Des convulsions thermiques peuvent survenir suite à une vaccination, mais moins fréquemment que suite à la maladie.
Une encéphalite a été observée après vaccination dans 0,4 à 1 cas sur un million de vaccinés (taux inférieur à celui des encéphalites d’origine indéterminée chez les enfants non vaccinés dans la population générale). Le vaccin semble avoir un effet protecteur contre la panencéphalite sclérosante subaiguë (SSPE).

L’allergie aux œufs et la dermatite de contact à la néomycine ne sont pas des contre-indications à l’usage du vaccin RRO, sauf pour les personnes ayant présenté dans leurs antécédents des réactions anaphylactiques aux œufs ou à des composants du vaccin (néomycine, sorbitol). Le taux d’anaphylaxie liée au vaccin contre la rougeole est estimé entre 1 à 3,5 par million de doses administrées. Le vaccin RRO ne peut pas être administré à des personnes immunodéficientes.
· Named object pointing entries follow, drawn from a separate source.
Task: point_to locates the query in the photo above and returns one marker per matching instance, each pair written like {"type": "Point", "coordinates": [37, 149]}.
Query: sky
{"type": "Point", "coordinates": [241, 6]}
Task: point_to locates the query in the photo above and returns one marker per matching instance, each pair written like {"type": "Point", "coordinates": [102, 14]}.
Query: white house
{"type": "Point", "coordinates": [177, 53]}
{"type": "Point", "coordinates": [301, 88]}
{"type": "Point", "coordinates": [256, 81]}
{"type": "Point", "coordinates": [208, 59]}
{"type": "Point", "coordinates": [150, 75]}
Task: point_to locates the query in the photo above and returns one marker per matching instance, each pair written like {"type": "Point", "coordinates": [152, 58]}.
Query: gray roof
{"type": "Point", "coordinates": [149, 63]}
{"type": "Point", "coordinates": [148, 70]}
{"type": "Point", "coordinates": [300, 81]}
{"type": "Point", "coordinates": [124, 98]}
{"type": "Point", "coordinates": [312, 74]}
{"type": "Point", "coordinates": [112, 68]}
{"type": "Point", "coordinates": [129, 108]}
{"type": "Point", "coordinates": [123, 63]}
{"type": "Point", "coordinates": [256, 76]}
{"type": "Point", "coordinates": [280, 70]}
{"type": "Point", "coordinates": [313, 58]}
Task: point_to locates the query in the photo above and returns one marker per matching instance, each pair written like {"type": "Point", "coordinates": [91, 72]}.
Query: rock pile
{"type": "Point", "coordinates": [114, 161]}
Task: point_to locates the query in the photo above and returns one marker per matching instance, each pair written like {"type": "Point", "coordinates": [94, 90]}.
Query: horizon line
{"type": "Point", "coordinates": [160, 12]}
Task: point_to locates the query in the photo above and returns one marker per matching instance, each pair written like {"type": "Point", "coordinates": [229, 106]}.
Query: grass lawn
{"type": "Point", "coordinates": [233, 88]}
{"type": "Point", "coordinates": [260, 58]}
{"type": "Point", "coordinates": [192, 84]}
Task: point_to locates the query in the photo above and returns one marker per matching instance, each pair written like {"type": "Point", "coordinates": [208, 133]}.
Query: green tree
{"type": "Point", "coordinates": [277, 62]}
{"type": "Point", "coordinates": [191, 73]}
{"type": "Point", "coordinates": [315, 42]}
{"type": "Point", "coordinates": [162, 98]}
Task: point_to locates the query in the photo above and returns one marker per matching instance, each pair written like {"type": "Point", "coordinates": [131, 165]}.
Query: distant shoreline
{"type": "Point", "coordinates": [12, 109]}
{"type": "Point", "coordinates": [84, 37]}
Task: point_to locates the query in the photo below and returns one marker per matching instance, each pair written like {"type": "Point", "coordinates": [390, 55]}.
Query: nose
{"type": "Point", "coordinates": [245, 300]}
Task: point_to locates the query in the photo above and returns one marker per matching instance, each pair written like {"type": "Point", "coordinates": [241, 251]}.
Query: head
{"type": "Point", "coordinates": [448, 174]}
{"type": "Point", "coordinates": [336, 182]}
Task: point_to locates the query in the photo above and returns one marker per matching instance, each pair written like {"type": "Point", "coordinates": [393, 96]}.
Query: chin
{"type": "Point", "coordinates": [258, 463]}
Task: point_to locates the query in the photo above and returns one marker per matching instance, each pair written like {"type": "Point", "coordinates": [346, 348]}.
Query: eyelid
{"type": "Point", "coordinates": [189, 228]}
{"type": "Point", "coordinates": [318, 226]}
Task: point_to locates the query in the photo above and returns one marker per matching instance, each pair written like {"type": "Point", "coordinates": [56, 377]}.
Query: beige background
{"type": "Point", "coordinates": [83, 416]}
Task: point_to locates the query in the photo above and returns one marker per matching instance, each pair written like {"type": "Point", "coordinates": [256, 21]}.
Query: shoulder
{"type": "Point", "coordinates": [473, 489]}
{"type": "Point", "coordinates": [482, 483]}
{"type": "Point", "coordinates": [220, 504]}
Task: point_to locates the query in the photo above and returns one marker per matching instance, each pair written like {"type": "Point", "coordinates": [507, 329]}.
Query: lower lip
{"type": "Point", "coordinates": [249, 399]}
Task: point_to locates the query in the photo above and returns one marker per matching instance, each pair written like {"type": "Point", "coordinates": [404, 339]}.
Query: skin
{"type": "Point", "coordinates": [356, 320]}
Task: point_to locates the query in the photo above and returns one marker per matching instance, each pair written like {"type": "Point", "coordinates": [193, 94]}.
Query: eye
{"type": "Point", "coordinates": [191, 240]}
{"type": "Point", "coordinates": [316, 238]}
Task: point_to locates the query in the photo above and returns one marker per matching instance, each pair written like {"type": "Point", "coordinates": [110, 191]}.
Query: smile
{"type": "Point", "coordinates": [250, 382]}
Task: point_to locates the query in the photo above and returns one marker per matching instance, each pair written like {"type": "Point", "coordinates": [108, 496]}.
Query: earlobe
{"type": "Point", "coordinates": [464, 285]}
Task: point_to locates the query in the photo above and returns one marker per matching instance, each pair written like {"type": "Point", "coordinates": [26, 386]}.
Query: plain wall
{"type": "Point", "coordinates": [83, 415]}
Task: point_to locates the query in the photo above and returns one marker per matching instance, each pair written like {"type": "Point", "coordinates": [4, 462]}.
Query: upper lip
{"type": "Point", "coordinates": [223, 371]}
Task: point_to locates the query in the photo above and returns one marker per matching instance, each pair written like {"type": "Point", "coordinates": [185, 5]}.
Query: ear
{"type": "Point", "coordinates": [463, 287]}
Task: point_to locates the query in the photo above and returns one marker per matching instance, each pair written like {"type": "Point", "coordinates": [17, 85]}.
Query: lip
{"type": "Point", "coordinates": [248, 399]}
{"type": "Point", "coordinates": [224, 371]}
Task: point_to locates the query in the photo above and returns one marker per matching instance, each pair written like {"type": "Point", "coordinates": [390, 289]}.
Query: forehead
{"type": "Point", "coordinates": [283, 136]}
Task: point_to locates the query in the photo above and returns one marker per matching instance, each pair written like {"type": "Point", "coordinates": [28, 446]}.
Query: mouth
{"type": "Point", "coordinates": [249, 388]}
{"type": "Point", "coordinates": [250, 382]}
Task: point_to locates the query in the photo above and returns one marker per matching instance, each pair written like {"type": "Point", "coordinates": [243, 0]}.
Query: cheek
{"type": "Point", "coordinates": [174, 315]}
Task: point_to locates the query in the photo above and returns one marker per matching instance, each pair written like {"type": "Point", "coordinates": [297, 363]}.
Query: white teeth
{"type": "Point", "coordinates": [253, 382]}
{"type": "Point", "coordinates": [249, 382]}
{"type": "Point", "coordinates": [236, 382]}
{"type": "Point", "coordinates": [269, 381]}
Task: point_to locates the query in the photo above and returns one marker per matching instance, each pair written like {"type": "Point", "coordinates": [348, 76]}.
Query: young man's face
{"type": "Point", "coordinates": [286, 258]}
Pour prendre connaissance des notices (taper Priorix ou M-M-R VAXPro dans recherche). http://bijsluiters.fagg-afmps.be/?

Vaccination

  • En Belgique, le vaccin combiné contre la rougeole, la rubéole et les oreillons est mis gratuitement à disposition pour une première dose à tous les enfants à l’âge de 12 mois et pour une deuxième dose à l’âge de 10 à 13 ans.
    Lorsqu’un enfant de plus de 13 ans n’a reçu qu’une dose, il est possible qu’il soit incomplètement protégé et il doit recevoir de préférence encore une dose avant l’âge de 18 ans.
  • Une dose de vaccin supplémentaire est conseillée, en avance sur le calendrier vaccinal recommandé, aux enfants à partir de 6 mois qui partent dans un pays en voie de développement ou dans un pays européen où sévit une épidémie ; l’enfant doit ensuite recevoir le schéma complet de 2 doses recommandées (une à 12 mois - à 4 semaines d’intervalle au minimum de la dose supplémentaire - et une à 10-13 ans).
  • La vaccination est également conseillée aux adultes nés après 1970, qui n’ont pas été (complètement) vaccinés antérieurement et qui n’ont pas eu la maladie (ou en cas de doute quant à ces données), en présence d’un risque accru de contamination par le virus de la rougeole : les voyageurs vers des pays où la rougeole survient encore fréquemment ; les médecins et le personnel hospitalier.
  • La vaccination complète comporte deux doses de vaccin RRO. Lorsque l’adulte a reçu déjà une dose, l’administration d’une seconde dose est suffisante. S’il n’a jamais été vacciné ou en cas d’absence de données vaccinales, deux doses sont administrées à 4 semaines d’intervalle. L’administration éventuelle de plus de 2 doses du vaccin RRO n’entraîne pas d’effets indésirables particuliers.
  • Les femmes enceintes ne peuvent être vaccinées contre la rougeole. Chez la femme, une grossesse doit être évitée durant le mois qui suit la vaccination (contraception).

Références :
 Measles. ECDC.
 Measles. Surveillance data. ECDC
 Données du Service épidémiologie. Institut Scientifique de Santé Publique.
 Simone B, Carrillo-Santisteve P, Lopalco PL. Healthcare workers’ role in keeping MMR vaccination uptake high in Europe : a review of evidence. Euro Surveill. 2012 ;17(26):pii=20206.
 Plotkin S, Orenstein WA. Measles. Vaccines. 5th ed. WB Saunders Company ; 2008.
 Guide de vaccination. Conseil supérieur de la santé.